Freddie Mac’s most recent Primary Mortgage Market Survey shows that a jump this past week in the personal consumption expenditure (PCE) — the price index tracked most closely by the Fed — raised the prospect that inflation might not have gone by the wayside after all. Investors reacted by driving the yield on the 10-year Treasury to its highest point since June, while the 30-year mortgage rate jumped 7 basis points to 3.54 percent during the week, marking the largest one-week increase in more than six months.

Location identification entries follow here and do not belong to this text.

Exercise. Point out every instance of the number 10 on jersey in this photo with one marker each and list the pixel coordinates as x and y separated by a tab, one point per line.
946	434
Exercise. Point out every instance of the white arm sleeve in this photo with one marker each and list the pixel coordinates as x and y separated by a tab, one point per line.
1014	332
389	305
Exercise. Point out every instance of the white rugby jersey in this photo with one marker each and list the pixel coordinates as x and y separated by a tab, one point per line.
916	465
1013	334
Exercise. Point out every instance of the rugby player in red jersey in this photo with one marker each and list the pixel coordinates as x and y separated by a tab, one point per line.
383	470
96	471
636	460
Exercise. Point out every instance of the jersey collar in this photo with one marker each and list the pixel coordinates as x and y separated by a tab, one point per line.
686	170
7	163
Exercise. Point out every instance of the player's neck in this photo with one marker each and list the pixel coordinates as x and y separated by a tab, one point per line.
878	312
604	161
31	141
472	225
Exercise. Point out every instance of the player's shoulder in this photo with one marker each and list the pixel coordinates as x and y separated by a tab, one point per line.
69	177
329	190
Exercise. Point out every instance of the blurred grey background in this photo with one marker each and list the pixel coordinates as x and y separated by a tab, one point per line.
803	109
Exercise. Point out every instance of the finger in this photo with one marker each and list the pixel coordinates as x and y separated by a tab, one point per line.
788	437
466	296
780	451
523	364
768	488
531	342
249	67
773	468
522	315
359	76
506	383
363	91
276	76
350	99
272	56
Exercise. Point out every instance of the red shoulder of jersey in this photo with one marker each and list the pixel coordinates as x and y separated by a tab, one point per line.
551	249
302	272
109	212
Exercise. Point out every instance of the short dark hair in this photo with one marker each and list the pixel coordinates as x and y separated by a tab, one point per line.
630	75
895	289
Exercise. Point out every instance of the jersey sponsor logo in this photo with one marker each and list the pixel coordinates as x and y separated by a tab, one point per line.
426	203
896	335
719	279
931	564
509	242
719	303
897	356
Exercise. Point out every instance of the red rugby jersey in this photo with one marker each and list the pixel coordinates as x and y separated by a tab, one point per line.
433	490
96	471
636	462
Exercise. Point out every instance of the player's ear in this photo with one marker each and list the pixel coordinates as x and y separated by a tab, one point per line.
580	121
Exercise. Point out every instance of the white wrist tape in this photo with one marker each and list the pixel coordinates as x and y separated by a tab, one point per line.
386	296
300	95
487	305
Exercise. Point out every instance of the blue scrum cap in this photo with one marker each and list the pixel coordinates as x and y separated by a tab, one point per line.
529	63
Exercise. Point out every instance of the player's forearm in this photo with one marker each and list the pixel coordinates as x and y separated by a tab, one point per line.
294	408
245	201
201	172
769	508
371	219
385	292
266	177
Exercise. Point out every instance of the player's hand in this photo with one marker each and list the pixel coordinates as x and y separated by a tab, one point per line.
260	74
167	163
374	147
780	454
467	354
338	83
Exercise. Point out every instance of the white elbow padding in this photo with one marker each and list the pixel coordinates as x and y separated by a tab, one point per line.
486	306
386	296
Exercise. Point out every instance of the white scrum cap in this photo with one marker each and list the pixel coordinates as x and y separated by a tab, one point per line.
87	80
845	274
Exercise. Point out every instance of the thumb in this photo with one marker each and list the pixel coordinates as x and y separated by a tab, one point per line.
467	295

Here’s a snapshot of Freddie Mac’s survey findings:
- The 30-year fixed-rate mortgage averaged 3.54 percent, with an average 0.5 point for the week ending Nov. 3, up from the previous week when it averaged 3.47 percent. A year ago at this time, the 30-year fixed-rate mortgage averaged 3.87 percent.
- The 15-year fixed-rate mortgage averaged 2.84 percent, with an average 0.5 point, up from the previous week when it averaged 2.78 percent. A year ago at this time, the 15-year fixed-rate mortgage averaged 3.09 percent.
- The five-year Treasury-indexed hybrid adjustable-rate mortgage averaged 2.87 percent, with an average 0.4 point, up from the previous week when it averaged 2.84 percent. A year ago, the five-year adjustable-rate mortgage averaged 2.96 percent.